Tuesday, June 4, 2013

View From The Wing - DC’s Taxi Commission Sends Me a Nastygram

In response to my post the other day on Washington DC's taxi protection racket cracking down on Uber again, I got a nastygram from the DC Taxicab Commission's public information officer.

Her argument is essentially that they aren't forcing Uber to go out of business here, since they could always just comply with the new rules.

But nowhere has she or anyone else explained the consumer harm that supposedly follows from Uber being allowed to run its business (which is why the much more likely explanation is that the taxi commission is backing entrenched interests, as they've done before — with a string of federal convictions to show for it).

It turns out, of course, that the DC taxi commission's valiant efforts to protect consumers are occurring despite never having actually received a complaint from any consumer.

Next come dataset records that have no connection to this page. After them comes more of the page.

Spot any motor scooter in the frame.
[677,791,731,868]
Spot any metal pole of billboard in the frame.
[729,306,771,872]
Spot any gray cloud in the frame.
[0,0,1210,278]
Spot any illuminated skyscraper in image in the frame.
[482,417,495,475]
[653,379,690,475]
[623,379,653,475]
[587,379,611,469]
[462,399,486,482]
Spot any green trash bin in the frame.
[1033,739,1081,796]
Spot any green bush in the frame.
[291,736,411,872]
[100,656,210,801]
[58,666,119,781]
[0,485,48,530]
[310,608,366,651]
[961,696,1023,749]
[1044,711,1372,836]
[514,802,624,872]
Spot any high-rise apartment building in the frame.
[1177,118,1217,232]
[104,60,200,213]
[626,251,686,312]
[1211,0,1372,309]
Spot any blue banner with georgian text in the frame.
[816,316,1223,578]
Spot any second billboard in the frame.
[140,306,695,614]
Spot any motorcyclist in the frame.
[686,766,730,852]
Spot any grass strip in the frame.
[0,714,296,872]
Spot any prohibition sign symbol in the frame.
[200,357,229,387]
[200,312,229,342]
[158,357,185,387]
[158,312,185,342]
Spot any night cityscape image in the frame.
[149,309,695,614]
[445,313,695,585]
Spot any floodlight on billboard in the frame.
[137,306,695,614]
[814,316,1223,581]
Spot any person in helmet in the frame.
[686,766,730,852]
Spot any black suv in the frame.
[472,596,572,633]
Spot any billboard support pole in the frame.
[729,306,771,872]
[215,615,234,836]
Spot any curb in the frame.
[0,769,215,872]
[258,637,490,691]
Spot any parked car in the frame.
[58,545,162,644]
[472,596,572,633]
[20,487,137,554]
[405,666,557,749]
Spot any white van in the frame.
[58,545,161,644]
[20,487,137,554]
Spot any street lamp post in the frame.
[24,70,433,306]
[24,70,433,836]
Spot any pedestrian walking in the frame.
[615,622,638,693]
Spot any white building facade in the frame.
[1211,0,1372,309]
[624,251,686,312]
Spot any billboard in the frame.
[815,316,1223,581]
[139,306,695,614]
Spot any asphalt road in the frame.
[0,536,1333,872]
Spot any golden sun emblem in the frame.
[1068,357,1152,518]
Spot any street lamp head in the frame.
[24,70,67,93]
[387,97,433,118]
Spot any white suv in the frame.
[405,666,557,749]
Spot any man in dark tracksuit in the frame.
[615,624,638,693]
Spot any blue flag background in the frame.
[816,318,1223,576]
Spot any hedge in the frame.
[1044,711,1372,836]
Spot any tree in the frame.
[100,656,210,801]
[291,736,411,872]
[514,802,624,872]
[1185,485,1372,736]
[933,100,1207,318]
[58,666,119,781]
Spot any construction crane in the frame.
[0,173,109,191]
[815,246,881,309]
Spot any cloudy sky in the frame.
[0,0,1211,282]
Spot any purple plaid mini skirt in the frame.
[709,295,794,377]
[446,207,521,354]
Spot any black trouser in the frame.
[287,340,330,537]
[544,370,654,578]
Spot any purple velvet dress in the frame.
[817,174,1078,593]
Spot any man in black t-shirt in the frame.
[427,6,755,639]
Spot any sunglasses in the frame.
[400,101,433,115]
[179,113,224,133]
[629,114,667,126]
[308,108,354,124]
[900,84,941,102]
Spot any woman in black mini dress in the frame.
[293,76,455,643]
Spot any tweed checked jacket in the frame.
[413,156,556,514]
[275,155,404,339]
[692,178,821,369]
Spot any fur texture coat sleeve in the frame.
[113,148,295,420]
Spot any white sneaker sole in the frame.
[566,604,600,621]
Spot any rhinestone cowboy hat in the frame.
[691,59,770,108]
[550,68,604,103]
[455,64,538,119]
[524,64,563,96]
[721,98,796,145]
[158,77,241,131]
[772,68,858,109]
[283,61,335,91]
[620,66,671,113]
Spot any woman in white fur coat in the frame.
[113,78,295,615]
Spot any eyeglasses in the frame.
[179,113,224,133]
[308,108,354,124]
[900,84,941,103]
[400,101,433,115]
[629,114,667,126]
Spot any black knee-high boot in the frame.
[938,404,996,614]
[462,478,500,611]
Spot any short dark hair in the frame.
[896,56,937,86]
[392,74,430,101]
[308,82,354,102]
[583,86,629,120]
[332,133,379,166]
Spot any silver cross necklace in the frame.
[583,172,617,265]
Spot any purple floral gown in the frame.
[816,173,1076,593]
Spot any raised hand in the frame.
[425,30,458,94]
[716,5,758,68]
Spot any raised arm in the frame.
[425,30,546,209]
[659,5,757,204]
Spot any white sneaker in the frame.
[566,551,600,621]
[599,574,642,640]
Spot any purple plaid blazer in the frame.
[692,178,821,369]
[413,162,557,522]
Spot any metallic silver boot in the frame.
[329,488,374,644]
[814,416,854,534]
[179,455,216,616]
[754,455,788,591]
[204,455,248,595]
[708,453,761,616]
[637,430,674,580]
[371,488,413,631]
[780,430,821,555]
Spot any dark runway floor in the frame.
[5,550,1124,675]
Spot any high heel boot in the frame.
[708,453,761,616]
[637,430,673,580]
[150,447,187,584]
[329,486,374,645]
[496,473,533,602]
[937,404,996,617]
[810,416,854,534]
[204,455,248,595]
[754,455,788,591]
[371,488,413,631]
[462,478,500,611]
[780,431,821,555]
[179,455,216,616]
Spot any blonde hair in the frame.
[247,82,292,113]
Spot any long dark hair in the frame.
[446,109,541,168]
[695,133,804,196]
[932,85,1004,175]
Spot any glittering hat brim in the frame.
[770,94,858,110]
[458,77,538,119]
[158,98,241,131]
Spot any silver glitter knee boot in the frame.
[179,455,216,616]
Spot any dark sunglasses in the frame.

Ironically, regulators in DC have had the farthest to go to clean up the taxi industry because of the legacy of a deregulated, open-entry system which was the most atrocious in the US. Uber represents just the cutting edge of an attempt to deregulate yet again — with the same disastrous consequences. The city needs to stand up to Uber and its thuggish ways if they are to achieve a modern, integrated, and well-governed cab industry.

They believe that DC has had the farthest to go to clean up the industry because it used to be possible for anyone who could meet safety standards to start a business… rather than because it was about the dirtiest, most crooked agency in local government anywhere in the country?